I need help proving this identity!

[battlestar]

I do not even know where to begin...please help!

sin(X)sin(x+2)-sin^2(x+1) = [cos(2)-1]/[2]

 

[Deleted member 4993]

I do not even know where to begin...please help!

sin(X)sin(x+2)-sin^2(x+1) = [cos(2)-1]/[2]

Hints:

$\displaystyle sin(A)sin(B) \ = \ \frac{cos(A-B) \ - \ cos(A+B)}{2}$

and

$\displaystyle sin^2(A) \ = \ \frac{1 \ - \ cos(2A)}{2}$

 

[battlestar]

Thank you so much, but I am still stuck...now I have

[cos(2) - cos(2x+2)-1+cos(2*x+1*2)] / 2

Is that correct? And if so what next?

Notice the correction above - and simplify

 

[soroban]

Hello, battlestar!

I did this one head-on . . . It takes a while, though.

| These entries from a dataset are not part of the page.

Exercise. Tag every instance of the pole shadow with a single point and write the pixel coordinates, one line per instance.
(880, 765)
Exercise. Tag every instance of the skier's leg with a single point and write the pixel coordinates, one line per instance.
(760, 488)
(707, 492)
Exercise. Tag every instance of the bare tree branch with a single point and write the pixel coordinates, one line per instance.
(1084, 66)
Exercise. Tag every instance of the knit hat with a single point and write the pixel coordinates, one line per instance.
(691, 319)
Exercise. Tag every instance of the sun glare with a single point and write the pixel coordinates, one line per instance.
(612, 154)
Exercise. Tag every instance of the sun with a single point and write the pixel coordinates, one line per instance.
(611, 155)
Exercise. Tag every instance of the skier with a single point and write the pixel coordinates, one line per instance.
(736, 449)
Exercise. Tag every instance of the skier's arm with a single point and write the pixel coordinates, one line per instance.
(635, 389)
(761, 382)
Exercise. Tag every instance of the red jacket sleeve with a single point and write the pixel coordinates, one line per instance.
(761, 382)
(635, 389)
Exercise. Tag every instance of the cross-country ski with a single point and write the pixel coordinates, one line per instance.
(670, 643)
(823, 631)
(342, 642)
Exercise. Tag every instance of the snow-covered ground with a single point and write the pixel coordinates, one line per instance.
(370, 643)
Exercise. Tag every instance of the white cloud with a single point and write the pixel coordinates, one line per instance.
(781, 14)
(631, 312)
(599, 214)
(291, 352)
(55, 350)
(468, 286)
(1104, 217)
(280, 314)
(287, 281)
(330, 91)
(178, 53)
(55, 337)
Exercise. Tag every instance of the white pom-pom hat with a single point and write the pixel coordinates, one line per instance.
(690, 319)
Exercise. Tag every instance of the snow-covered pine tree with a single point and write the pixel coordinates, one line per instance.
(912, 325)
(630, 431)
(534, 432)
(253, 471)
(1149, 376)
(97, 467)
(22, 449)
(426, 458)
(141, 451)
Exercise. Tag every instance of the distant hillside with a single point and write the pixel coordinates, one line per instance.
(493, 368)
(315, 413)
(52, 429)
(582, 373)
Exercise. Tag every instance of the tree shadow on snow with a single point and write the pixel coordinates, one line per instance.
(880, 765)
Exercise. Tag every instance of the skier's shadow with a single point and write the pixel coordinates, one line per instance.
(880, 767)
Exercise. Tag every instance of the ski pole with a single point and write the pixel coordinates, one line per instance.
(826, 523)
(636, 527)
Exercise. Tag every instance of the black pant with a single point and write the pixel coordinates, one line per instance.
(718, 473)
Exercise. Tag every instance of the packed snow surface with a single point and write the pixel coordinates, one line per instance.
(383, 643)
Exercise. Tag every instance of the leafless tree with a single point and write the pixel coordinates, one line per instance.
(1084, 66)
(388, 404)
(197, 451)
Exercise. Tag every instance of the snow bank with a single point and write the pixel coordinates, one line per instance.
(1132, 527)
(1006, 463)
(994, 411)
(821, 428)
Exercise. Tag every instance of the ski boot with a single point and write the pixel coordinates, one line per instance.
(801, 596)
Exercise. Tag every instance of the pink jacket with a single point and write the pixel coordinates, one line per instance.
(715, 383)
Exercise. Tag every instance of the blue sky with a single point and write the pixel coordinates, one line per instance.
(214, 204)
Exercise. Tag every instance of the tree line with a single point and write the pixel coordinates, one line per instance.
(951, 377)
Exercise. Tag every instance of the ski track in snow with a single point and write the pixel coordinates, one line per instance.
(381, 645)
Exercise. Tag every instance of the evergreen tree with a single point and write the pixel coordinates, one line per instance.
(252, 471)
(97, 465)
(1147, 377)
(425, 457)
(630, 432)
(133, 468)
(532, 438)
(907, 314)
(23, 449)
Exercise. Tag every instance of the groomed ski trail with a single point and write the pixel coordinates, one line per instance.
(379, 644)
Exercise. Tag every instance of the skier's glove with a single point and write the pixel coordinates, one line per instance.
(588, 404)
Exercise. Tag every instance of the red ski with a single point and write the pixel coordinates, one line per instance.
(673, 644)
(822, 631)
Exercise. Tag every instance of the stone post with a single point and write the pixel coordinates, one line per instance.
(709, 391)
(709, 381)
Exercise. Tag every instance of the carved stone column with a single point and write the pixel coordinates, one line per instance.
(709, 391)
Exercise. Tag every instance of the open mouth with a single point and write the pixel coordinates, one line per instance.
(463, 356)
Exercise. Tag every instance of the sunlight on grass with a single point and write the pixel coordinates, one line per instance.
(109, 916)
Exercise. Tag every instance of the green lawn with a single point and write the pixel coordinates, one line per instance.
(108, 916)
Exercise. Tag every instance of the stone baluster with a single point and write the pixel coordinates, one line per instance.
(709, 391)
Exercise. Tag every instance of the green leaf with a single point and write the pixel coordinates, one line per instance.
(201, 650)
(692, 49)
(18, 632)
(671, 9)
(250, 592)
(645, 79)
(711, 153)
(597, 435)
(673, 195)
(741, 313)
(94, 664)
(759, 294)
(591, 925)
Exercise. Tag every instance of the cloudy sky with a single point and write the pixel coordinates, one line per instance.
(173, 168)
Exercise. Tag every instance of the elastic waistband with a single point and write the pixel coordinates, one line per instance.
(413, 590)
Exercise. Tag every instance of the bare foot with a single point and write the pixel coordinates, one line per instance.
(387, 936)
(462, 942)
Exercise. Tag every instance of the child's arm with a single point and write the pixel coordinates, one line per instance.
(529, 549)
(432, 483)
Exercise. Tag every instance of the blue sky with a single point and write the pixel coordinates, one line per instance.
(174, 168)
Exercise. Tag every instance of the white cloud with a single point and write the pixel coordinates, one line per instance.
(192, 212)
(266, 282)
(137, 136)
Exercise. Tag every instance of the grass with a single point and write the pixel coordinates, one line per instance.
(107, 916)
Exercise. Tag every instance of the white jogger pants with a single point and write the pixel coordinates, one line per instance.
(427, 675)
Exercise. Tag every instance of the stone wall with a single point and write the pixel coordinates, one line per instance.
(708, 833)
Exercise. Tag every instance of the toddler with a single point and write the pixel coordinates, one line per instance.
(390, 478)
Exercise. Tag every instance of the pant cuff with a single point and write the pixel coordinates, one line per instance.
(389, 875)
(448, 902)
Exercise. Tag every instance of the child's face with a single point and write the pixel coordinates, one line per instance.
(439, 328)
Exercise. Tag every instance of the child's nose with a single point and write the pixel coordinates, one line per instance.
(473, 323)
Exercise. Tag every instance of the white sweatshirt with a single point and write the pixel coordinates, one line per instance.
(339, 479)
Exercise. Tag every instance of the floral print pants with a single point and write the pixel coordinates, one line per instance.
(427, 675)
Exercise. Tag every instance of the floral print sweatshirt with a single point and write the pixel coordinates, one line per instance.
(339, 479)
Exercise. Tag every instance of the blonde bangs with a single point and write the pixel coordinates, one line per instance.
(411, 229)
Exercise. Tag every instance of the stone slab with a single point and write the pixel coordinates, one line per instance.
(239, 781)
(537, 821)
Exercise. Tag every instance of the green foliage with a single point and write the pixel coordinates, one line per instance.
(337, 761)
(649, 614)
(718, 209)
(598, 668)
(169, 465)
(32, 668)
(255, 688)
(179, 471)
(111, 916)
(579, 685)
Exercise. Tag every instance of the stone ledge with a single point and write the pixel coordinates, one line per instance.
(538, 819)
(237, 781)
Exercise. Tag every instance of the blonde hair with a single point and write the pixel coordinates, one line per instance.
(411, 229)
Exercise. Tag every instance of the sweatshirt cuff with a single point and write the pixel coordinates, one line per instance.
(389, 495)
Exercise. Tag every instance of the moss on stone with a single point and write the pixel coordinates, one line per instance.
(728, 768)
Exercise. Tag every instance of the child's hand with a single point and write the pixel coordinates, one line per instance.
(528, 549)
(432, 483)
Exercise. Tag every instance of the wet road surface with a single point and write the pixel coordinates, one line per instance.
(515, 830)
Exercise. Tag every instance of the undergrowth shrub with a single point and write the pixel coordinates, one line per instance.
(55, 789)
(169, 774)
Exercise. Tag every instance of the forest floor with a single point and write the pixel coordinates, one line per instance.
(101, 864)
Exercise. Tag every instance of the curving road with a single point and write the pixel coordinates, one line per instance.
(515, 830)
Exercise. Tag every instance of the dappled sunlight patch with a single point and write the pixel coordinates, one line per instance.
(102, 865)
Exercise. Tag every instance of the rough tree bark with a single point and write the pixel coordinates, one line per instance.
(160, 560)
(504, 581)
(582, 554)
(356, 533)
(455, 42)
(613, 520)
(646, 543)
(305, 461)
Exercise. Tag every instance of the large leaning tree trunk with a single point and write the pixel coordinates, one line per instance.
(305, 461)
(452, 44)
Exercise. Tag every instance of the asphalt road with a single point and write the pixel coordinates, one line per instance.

$\displaystyle \text{Prove: }\;\sin x \sin(x+2) -\sin^2(x+1) \:=\: \frac{\cos(2)-1}{2}$

\(\displaystyle \text{We have: }\:\sin x\son(x+2) - \sin^2(x+1)\)

. . $\displaystyle =\;\sin x(\sin x\cos 2 + \sin 2\cos x) - (\sin x\cos 1 + \sin 1\cos x)^2$

. . $\displaystyle =\;\sin^2\!x\cos 2 \;+\; \sin x\cos x\sin 2 \;-\; \sin^2\!x\cos^21 \;-\; 2\sin x\cos x\sin 1\cos 1 \;-\; \sin^2\!1\cos^2\!x$

. . \(\displaystyle =\;\left(\sin^2\!x\cos2 - \sin^2\!x\cos^2\!1) + (\sin x\cos x\sin 2 - 2\sin x\cos x\sin1\cos1) - \sin^2\!1\cos^2\!x\)

. . \(\displaystyle =\;\sin^2\!x\left(\cos 2 - \cos^2\!1\right) + \sin x \cos x\,(\sin 2 - \underbrace{2\sin 1\cos 1}_{\text{This is }\sin 2}) - \sin^2\@1\cos^2\!x\)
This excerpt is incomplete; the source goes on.